I cristiani perseguitati in Medio Oriente sono «un esempio da seguire»: hanno il merito di testimoniare, anche con la vita, l’amore per Cristo e, innocenti come lui, tanti abitanti «dell’amata terra irachena sono morti in un sacrificio tanto doloroso quanto misterioso». Queste le parole del cardinale Mauro Piacenza, presidente internazionale della fondazione pontifica Aiuto alla Chiesa che soffre, nel corso della veglia di preghiera ecumenica per i cristiani in Medio Oriente che si è svolta ieri sera, mercoledì 27 settembre, nella basilica di san Marco evangelista al Campidoglio. Tanti i fedeli presenti in basilica, tra i quali Alfredo Mantovano e Alessandro Monteduro, rispettivamente presidente e direttore di Acs-Italia e Alessandro Monteduro, direttore ACS-Italia. Insieme hanno proclamato i salmi in varie lingue. Momento intenso quello della preghiera del Padre Nostro cantato in aramaico, la lingua di Gesù, dall’arcivescovo siro-ortodosso di Dayro d-Mor Matta della Chiesa di Antiochia, monsignor Timothaeus Mosa Alshamany.
Per l’occasione è stata posta ai piedi dell’altare una statua della Madonna di Fatima, alla quale la fondazione è stata consacrata una prima volta nel 1967; atto rinnovato due settimane fa dal cardinale Piacenza durante un pellegrinaggio al santuario portoghese. Alla Vergine, nel centenario delle apparizioni di Fatima, il porporato ha chiesto una particolare protezione per «il dramma umano della terra irachena». I cristiani in Medio Oriente, gli ha fatto eco il patriarca di Babilonia dei Caldei Louis Raphael I Sako, sono «martiri dei giorni nostri» per i quali bisogna pregare incessantemente: perseguitati che bisogna sostenere affinché, ha affermato, conservino la speranza e la fede in Cristo. Ma soprattutto bisogna fare il possibile affinché i cristiani iracheni possano continuare a vivere nella loro terra d’origine.

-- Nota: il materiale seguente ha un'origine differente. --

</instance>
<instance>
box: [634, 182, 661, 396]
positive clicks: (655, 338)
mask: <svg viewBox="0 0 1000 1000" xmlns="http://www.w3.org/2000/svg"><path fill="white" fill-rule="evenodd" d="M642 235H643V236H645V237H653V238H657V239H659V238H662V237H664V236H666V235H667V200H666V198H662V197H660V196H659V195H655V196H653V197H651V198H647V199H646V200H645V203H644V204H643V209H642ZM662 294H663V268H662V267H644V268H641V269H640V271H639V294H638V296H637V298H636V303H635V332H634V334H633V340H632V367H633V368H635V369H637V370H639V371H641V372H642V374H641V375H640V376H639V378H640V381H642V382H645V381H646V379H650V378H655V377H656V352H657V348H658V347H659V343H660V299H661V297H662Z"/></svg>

Si tratta di donne inermi, bambini innocenti, uomini, anziani e ammalati, «colpiti e uccisi, gravemente feriti nel corpo e, forse, ancor più nell’animo, umiliati semplicemente perché cristiani, appartenenti a Cristo», ha aggiunto il cardinale Piacenza.
Ricordando che essere cristiani significa anche immolarsi, il presidente internazionale di Aiuto alla Chiesa che soffre ha affermato che quanto accade da anni in Iraq e in Siria richiede lo sforzo di tutti per «sostenere, fasciare le ferite, consolare, provvedere alle necessità di coloro che, così gravemente, sono afflitti e crocifissi». Per il cardinale l’amore per il Risorto è l’unica ragione che spinge a lavorare «per aiutare i fratelli nella sofferenza, per aiutare la Chiesa a vivere nei luoghi nei quali sarebbe impossibile vivere, in un “ecumenismo della carità”, che diviene anche e sempre reale ecumenismo della fede, mai ideologico ma sempre profondamente radicato nella realtà e capace di cercare e dire la verità».
Alla serata di preghiera hanno preso parte anche il nunzio apostolico in Iraq e Giordania Martin Ortega, l’arcivescovo siro-cattolico di Mosul Yohanna Petros Mouche e il metropolita siro-ortodosso di Mosul, Nicodemus Daoud Matti Sharaf.